NHKラジオ「文芸選評」(自由題)に投句。2018年1月5日の放送で読んでいただきました(入選15句に入りました)。鈴木章和先生選。「文芸選評」で入選することが今年の目標のひとつだったので、新年早々目標をひとつ達成でき、幸先のよいスタートとなりました。鈴木章和先生の選評は以下のとおりでした。

「もし君が」という書き出しで短い文章を作りなさいという宿題が出たら何を書きますか。 いろんな設定がある。「もし君がここにいなかったら僕はどうなっていただろうか」とか、「もし君が別のあの人だったらなあ」とか、「もし君が今不治の病に冒されていたとしたら」とか、いろいろ想像できるんですよね。ここでは、「もし君がと言ひかけてやめる」と書いてあるわけですから、何を言おうとしたのかはわからない。

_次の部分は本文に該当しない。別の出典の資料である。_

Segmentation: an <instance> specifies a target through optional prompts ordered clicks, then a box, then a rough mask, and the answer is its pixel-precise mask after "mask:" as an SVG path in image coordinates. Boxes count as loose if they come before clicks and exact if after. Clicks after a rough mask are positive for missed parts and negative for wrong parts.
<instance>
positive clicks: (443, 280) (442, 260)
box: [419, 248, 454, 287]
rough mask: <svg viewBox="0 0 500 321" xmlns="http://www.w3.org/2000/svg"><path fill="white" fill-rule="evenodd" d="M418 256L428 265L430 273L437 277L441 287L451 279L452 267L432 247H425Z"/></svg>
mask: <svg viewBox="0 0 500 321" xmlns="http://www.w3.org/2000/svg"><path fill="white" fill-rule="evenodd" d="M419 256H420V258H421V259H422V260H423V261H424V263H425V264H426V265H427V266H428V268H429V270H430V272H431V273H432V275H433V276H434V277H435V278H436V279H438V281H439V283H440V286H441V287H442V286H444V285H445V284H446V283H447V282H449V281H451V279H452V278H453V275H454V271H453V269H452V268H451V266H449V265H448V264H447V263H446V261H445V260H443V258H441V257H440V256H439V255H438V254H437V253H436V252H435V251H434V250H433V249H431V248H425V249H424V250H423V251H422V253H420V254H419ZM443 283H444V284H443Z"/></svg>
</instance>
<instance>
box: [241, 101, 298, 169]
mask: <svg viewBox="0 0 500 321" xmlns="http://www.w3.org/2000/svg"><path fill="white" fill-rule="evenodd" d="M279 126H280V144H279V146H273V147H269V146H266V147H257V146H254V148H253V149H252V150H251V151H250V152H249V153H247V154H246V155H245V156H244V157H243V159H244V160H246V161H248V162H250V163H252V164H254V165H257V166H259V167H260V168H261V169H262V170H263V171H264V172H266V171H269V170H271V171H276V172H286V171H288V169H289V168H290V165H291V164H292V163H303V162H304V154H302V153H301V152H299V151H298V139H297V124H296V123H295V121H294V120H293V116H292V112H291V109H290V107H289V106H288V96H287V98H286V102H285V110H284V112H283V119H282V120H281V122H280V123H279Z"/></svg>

俳句の短さというのは、それを想像してもらう一面もあるのですが、もし君がどうしてどうなったのかは、読み手に全部委ねちゃってるという、あるいは問題だけを提示してあとは言わないでおくという、何をイメージしてもいいわけですが、でもこの作品はひとつの季語、最後に「福寿草」を置くことで作者は福寿草にまつわる文字を「こんな風に想像してください」というようなことを促しているわけですね。福寿草って、明るくて、とても幸福感に満ちた花ですよ。ですから、「もし君が」と言うことで、暗いイメージでははない、何か楽しくなるような、未来に心が動くような、そんなことを暗示しているんだと思うんですよね。これ、福寿草だからそれがわかるんですが、たとえばもっと違うね、たとえば「雪催」とかね、「北風」とかだとぜんぜん違う読み方になりますね。これ福寿草があることで幸福感があるような気がしますよね。この句、福寿草の太陽のような眩しい黄色、これが何を意味するかは私たちそれぞれに思えばいいことではあるんですけど、福寿草は単なる季語の範疇を超えて多くの物語を生んでくれる、そういう季語になってますよね。

鈴木章和先生、素敵な選評をありがとうございました。感無量です。